Texas Employment Forecast
April 17, 2020
Texas jobs declined 4.7 percent annualized in March. Since the data measure employment during the second week in March, social distancing efforts did not have a significant impact on the March data. Weekly claims for unemployment insurance suggest that the large impacts began in the second half of the month and will thus have a much greater impact on April jobs.
“In March, the Texas Leading Index declined at its steepest pace since the data series began in January 1981, suggesting large declines in jobs in the months ahead,” said Keith Phillips, Dallas Fed assistant vice president and senior economist. “Significant uncertainties remain about when social distancing will ease up and how this will take place. This uncertainty means it is very difficult to know the pattern of growth in the economy in the second half of the year.”
The Texas unemployment rate increased from 3.5 percent in February to 4.7 percent in March, but like the jobs data, did not fully reflect the impact of social distancing. Recent increases in weekly initial claims for unemployment insurance in Texas suggest large job losses from mid-March to mid-April. For the four weeks ending April 18, we estimate total active claims will be about 1.5 million (Chart 1).
“This historically large increase in claims suggests that the April unemployment rate may be near 12.4 percent, although several caveats exist,” Phillips said. “Since potential claimants have overwhelmed the Texas Workforce Commission’s phone lines, this likely has delayed the number of claims filed, and thus the unemployment rate may be higher than what the claims data suggest. It is also the case, however, that many unemployed may not be looking for work due to social distancing rules and may not be counted in the labor force, which would mean the standard measure of unemployment may be lower than what the claims data indicate.”

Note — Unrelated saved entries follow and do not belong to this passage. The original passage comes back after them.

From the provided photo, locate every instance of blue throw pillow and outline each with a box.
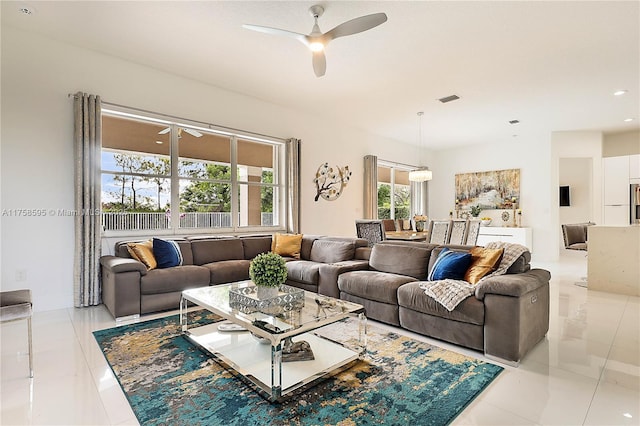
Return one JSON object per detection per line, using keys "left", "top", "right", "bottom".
{"left": 428, "top": 248, "right": 472, "bottom": 281}
{"left": 153, "top": 238, "right": 183, "bottom": 269}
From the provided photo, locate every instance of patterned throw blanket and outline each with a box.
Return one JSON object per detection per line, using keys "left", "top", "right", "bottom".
{"left": 419, "top": 242, "right": 528, "bottom": 311}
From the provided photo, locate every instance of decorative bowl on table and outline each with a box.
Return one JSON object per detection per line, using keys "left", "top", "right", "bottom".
{"left": 480, "top": 218, "right": 492, "bottom": 226}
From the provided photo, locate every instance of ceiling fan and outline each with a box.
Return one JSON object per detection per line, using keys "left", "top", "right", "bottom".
{"left": 158, "top": 127, "right": 202, "bottom": 138}
{"left": 243, "top": 5, "right": 387, "bottom": 77}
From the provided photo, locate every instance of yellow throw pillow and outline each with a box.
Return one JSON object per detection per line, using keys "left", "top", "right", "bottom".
{"left": 271, "top": 233, "right": 303, "bottom": 259}
{"left": 464, "top": 247, "right": 504, "bottom": 284}
{"left": 127, "top": 240, "right": 157, "bottom": 270}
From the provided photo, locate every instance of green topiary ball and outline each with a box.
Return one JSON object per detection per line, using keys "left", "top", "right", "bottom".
{"left": 249, "top": 252, "right": 288, "bottom": 288}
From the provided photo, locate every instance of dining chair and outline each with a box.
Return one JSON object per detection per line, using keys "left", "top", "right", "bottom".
{"left": 465, "top": 219, "right": 482, "bottom": 245}
{"left": 448, "top": 219, "right": 468, "bottom": 244}
{"left": 428, "top": 220, "right": 451, "bottom": 244}
{"left": 355, "top": 220, "right": 386, "bottom": 247}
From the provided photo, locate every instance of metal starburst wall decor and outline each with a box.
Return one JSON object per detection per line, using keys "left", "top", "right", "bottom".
{"left": 314, "top": 163, "right": 352, "bottom": 201}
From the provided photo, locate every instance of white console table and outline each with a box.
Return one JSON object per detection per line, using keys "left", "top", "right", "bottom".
{"left": 476, "top": 226, "right": 532, "bottom": 250}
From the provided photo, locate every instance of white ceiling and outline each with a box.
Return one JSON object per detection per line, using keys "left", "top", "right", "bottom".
{"left": 3, "top": 1, "right": 639, "bottom": 149}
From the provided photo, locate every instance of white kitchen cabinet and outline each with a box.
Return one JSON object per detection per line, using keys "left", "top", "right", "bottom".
{"left": 477, "top": 227, "right": 532, "bottom": 251}
{"left": 603, "top": 205, "right": 629, "bottom": 226}
{"left": 630, "top": 154, "right": 640, "bottom": 180}
{"left": 603, "top": 156, "right": 630, "bottom": 205}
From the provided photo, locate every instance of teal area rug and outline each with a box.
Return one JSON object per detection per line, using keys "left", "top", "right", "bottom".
{"left": 93, "top": 312, "right": 502, "bottom": 425}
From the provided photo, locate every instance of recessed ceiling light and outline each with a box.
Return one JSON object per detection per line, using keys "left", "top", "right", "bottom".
{"left": 509, "top": 120, "right": 520, "bottom": 125}
{"left": 155, "top": 141, "right": 164, "bottom": 144}
{"left": 614, "top": 90, "right": 628, "bottom": 96}
{"left": 624, "top": 118, "right": 635, "bottom": 122}
{"left": 18, "top": 6, "right": 35, "bottom": 15}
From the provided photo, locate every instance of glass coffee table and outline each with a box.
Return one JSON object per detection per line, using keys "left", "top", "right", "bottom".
{"left": 180, "top": 281, "right": 366, "bottom": 402}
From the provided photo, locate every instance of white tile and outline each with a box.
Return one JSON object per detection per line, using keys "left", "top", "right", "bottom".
{"left": 525, "top": 336, "right": 609, "bottom": 380}
{"left": 454, "top": 399, "right": 540, "bottom": 425}
{"left": 584, "top": 381, "right": 640, "bottom": 425}
{"left": 481, "top": 361, "right": 599, "bottom": 425}
{"left": 602, "top": 342, "right": 640, "bottom": 392}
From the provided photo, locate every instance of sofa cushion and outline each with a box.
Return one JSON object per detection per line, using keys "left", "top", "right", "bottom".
{"left": 369, "top": 244, "right": 431, "bottom": 280}
{"left": 464, "top": 247, "right": 504, "bottom": 284}
{"left": 127, "top": 241, "right": 157, "bottom": 270}
{"left": 286, "top": 260, "right": 321, "bottom": 285}
{"left": 191, "top": 238, "right": 244, "bottom": 265}
{"left": 428, "top": 248, "right": 472, "bottom": 281}
{"left": 241, "top": 236, "right": 272, "bottom": 260}
{"left": 300, "top": 235, "right": 324, "bottom": 260}
{"left": 140, "top": 265, "right": 210, "bottom": 295}
{"left": 338, "top": 270, "right": 416, "bottom": 305}
{"left": 271, "top": 233, "right": 303, "bottom": 259}
{"left": 204, "top": 260, "right": 251, "bottom": 285}
{"left": 153, "top": 238, "right": 183, "bottom": 269}
{"left": 310, "top": 240, "right": 356, "bottom": 264}
{"left": 398, "top": 281, "right": 485, "bottom": 325}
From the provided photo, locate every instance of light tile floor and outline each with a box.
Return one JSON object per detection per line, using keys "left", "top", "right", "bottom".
{"left": 1, "top": 252, "right": 638, "bottom": 425}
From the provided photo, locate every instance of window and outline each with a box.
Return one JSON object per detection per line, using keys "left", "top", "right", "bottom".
{"left": 101, "top": 109, "right": 284, "bottom": 234}
{"left": 377, "top": 163, "right": 411, "bottom": 220}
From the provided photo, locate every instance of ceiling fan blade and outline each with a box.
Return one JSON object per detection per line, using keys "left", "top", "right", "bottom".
{"left": 183, "top": 128, "right": 203, "bottom": 138}
{"left": 324, "top": 13, "right": 387, "bottom": 41}
{"left": 312, "top": 50, "right": 326, "bottom": 77}
{"left": 158, "top": 127, "right": 170, "bottom": 135}
{"left": 242, "top": 24, "right": 309, "bottom": 46}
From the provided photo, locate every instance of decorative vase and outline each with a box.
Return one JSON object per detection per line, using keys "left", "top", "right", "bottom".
{"left": 415, "top": 221, "right": 425, "bottom": 232}
{"left": 256, "top": 285, "right": 279, "bottom": 300}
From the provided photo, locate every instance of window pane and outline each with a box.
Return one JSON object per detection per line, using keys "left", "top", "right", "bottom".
{"left": 179, "top": 131, "right": 231, "bottom": 179}
{"left": 102, "top": 115, "right": 170, "bottom": 160}
{"left": 179, "top": 179, "right": 231, "bottom": 228}
{"left": 394, "top": 184, "right": 411, "bottom": 219}
{"left": 377, "top": 183, "right": 391, "bottom": 219}
{"left": 237, "top": 139, "right": 275, "bottom": 179}
{"left": 238, "top": 184, "right": 278, "bottom": 227}
{"left": 101, "top": 114, "right": 172, "bottom": 231}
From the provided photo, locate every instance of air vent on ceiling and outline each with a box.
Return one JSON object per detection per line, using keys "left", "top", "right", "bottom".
{"left": 509, "top": 119, "right": 520, "bottom": 124}
{"left": 438, "top": 95, "right": 460, "bottom": 104}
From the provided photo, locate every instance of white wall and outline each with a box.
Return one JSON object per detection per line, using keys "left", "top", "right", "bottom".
{"left": 429, "top": 138, "right": 553, "bottom": 261}
{"left": 559, "top": 158, "right": 592, "bottom": 224}
{"left": 0, "top": 26, "right": 424, "bottom": 311}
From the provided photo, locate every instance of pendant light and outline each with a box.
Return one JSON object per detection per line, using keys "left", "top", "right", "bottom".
{"left": 409, "top": 111, "right": 433, "bottom": 182}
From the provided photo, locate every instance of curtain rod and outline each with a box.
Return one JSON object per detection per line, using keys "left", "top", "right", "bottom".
{"left": 68, "top": 93, "right": 287, "bottom": 143}
{"left": 378, "top": 158, "right": 430, "bottom": 170}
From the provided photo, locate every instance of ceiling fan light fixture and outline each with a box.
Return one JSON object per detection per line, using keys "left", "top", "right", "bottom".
{"left": 309, "top": 41, "right": 324, "bottom": 52}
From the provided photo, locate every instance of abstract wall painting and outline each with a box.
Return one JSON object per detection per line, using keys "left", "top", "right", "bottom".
{"left": 455, "top": 168, "right": 520, "bottom": 209}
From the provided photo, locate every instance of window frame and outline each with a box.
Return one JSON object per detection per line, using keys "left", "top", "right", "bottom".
{"left": 101, "top": 107, "right": 287, "bottom": 237}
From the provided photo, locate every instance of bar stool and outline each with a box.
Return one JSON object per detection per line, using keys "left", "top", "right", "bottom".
{"left": 0, "top": 289, "right": 33, "bottom": 377}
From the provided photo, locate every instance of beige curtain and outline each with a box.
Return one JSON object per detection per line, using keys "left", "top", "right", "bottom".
{"left": 73, "top": 92, "right": 102, "bottom": 307}
{"left": 363, "top": 155, "right": 378, "bottom": 219}
{"left": 286, "top": 138, "right": 301, "bottom": 233}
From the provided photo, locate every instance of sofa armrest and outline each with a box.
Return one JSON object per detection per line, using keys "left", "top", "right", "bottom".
{"left": 100, "top": 255, "right": 148, "bottom": 275}
{"left": 100, "top": 256, "right": 145, "bottom": 319}
{"left": 318, "top": 260, "right": 370, "bottom": 298}
{"left": 475, "top": 269, "right": 551, "bottom": 300}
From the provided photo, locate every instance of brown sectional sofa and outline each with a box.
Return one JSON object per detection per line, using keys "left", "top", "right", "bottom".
{"left": 99, "top": 235, "right": 369, "bottom": 319}
{"left": 338, "top": 241, "right": 550, "bottom": 364}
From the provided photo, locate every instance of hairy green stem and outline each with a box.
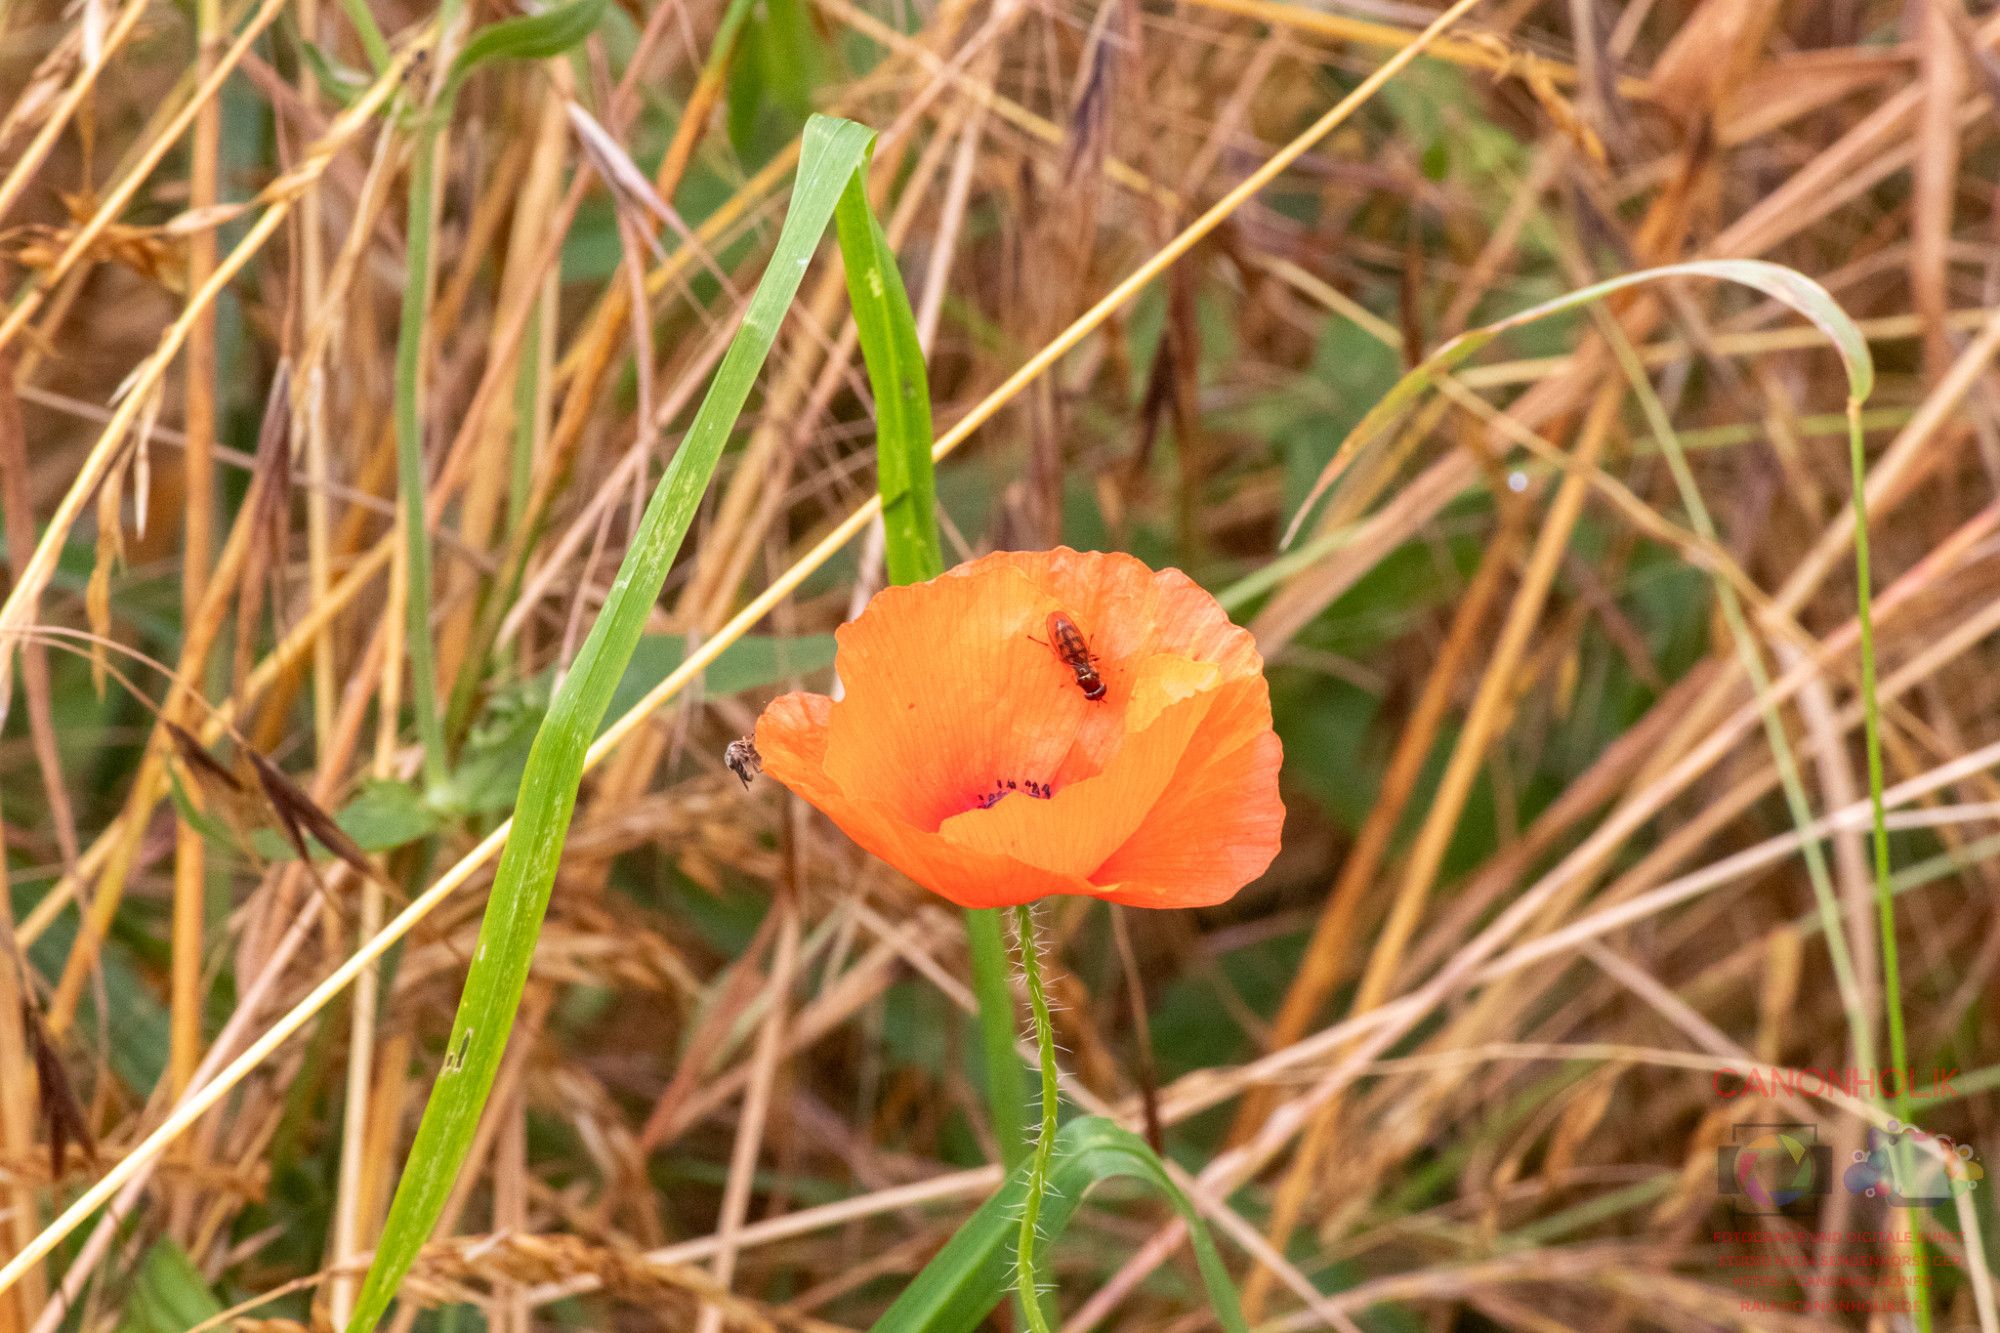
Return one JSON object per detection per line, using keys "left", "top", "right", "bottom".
{"left": 1013, "top": 903, "right": 1061, "bottom": 1333}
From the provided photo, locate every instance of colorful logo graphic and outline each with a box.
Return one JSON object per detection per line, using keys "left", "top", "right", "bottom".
{"left": 1719, "top": 1122, "right": 1986, "bottom": 1213}
{"left": 1843, "top": 1121, "right": 1985, "bottom": 1206}
{"left": 1719, "top": 1125, "right": 1831, "bottom": 1213}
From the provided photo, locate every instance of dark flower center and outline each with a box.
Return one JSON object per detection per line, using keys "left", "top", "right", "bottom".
{"left": 976, "top": 777, "right": 1054, "bottom": 809}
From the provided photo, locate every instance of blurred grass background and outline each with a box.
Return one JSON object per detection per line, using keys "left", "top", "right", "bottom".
{"left": 2, "top": 0, "right": 2000, "bottom": 1327}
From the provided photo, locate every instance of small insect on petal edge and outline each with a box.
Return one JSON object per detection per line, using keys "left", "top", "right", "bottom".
{"left": 724, "top": 736, "right": 763, "bottom": 787}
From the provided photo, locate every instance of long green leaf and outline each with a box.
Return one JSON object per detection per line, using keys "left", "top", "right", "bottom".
{"left": 446, "top": 0, "right": 608, "bottom": 96}
{"left": 871, "top": 1116, "right": 1249, "bottom": 1333}
{"left": 832, "top": 148, "right": 939, "bottom": 584}
{"left": 1283, "top": 258, "right": 1877, "bottom": 546}
{"left": 116, "top": 1240, "right": 223, "bottom": 1333}
{"left": 345, "top": 113, "right": 878, "bottom": 1333}
{"left": 960, "top": 910, "right": 1025, "bottom": 1166}
{"left": 828, "top": 160, "right": 1025, "bottom": 1168}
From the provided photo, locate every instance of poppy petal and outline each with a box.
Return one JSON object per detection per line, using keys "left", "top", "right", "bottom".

The Texas Leading Index suggests historic declines in the coming months. For the three months ending in March, all of the components declined with the exception of help-wanted advertising (Chart 2). Leading the negative contributions were the large jump in initial claims for unemployment insurance; and sharp declines in the U.S. leading index, stock prices of Texas-based companies and oil prices. The Texas value of the dollar increased, making goods produced here more expensive. Average weekly hours worked, like the jobs data, were for the second week in March and thus not reflective of the weakness in the second half of the month. Permits to drill oil and gas wells declined moderately.
Next release: May 22, 2020
The Dallas Fed Texas Employment Forecast projects job growth for the calendar year and is estimated as the 12-month change in payroll employment from December to December. The forecast reported above is a point estimate with 80 percent confidence bands; in other words, the true forecast lies within the bands on Chart 1 with 80 percent probability.
The Dallas Fed Texas Employment Forecasting Model is based on a transfer function that utilizes past changes in state employment along with past changes in the Dallas Fed Texas Leading Index (TLI). Changes in the TLI have an impact on employment with a lead time of three months, and the effect dies out slowly over time. The regression coefficients on lagged changes in employment and the TLI are highly statistically significant, and the model as a whole has been accurate relative to other forecasters over the past two decades.
The forecasting model has been in use at the Dallas Fed since the early 1990s, and the employment forecast has been published in the Western Blue Chip Economic Forecast (WBCF) since 1994. Phillips and Lopez (2009) show that the model has been the most accurate in forecasting Texas job growth relative to other forecasters in the WBCF. In particular, the model had the lowest root mean squared error and has been the closest to the actual the most times (nine of the last 17 years) out of five forecasters that have consistently participated in the survey.
For more details about the model and its performance, see “An Evaluation of Real-Time Forecasting Performance Across 10 Western U.S. States,” by Keith R. Phillips and Joaquin Lopez, Journal of Economic and Social Measurement, vol. 34, no. 2–3, December 2009.